Hi Florent
First of all: as I expected it was a Bug in the FieldQuery
implementation of the SolrYard. The Bug is fixed in the meantime [1],
however the Bug itself was not the reason why you where getting
unexpected results. That there where any results for the second query
("South America") was a result of the Bug.
The reason why you do not get any results is because you search for
"xsd:string" values, but "skos:prefLabel" are mapped to
"entityhub:text". The entityhub distinguishes between natural language
text and "string" values. Strings would be typically used for ids
(e.g. ISBN numbers). also "skos:notation" would be a good example. The
Solr yard does not use any tokenizer for String values.
Your query used a ValueConstraint to search for the skos:prefLabel:
> {
> "type": "value",
> "field": "http:\/\/www.w3.org\/2004\/02\/skos\/core#prefLabel",
> "value": "Africa",
> }
if no data type is defined for such constraint, than the data type is
detected based on the java type of the value. What would be
* String for "value": "Africa"
* Integer for "value": 123
* Float for "value": 1.23
You can also explicitly parse an dataType by using "dataTypes"
{
"type": "value",
"field": "http:\/\/www.w3.org\/2004\/02\/skos\/core#prefLabel",
"dataTypes":
["http:\/\/www.iks-project.eu\/ontology\/rick\/model\/text"],
"value": "South America",
}
"http://www.iks-project.eu/ontology/rick/model/text" is the data type
used for natural text values.
However the preferred way to query for Natural Text values is to use a
TextConstraint instead of a ValueConstraint.

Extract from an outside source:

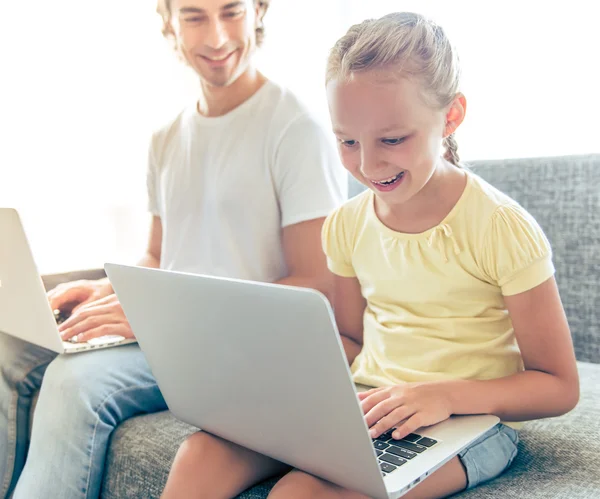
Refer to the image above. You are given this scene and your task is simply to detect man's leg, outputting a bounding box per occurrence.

The TextConstraint equivalent to the above ValueConstraint is:
{
"type": "text",
"text": "South Africa",
"field": "http:\/\/www.w3.org\/2004\/02\/skos\/core#prefLabel",
}
However text constraints also allow to define the languages to search
as well as the use of Wildcards
e.g.
{
"selected": [
"http:\/\/www.w3.org\/2004\/02\/skos\/core#prefLabel",
"http:\/\/www.w3.org\/1999\/02\/22-rdf-syntax-ns#type"],
"offset": "0",
"limit": "30",
"constraints": [
{
"type": "text",
"languages": ["en-GB"],
"patternType": "wildcard",
"text": "Photo*",
"field": "http:\/\/www.w3.org\/2004\/02\/skos\/core#prefLabel",
}
]
}
A documentation of the FieldQuery syntax is provided at the end of the
Entityhub README.TXT [2]
best
Rupert Westenthaler
[1] http://svn.apache.org/viewvc?rev=1131027&view=rev
[2] http://svn.apache.org/repos/asf/incubator/stanbol/trunk/entityhub/README.TXT
> 1) When indexing a skos file, only terms with multi-words are indexed, and
> not term with one word. I observe this first on my particular thesaurus then
> also in the iptc one. I try this request
> $ curl -X POST -F "[email protected]"
> http://localhost:8080/entityhub/site/iptc/query
> with queries :
> 1.A) @fieldQuery.json =
> {
> "offset": "0",
> "limit": "30",
> "constraints": [
> {
> "type": "value",
> "field": "http:\/\/www.w3.org\/2004\/02\/skos\/core#prefLabel",
> "value": "Africa",
> }
> ]
> }
>
> ==> output no results
>
> 1.B) @fieldQuery.json =
> {
> "offset": "0",
> "limit": "30",
> "constraints": [
> {
> "type": "value",
> "field": "http:\/\/www.w3.org\/2004\/02\/skos\/core#prefLabel",
> "value": "South America",
> }
> ]
> }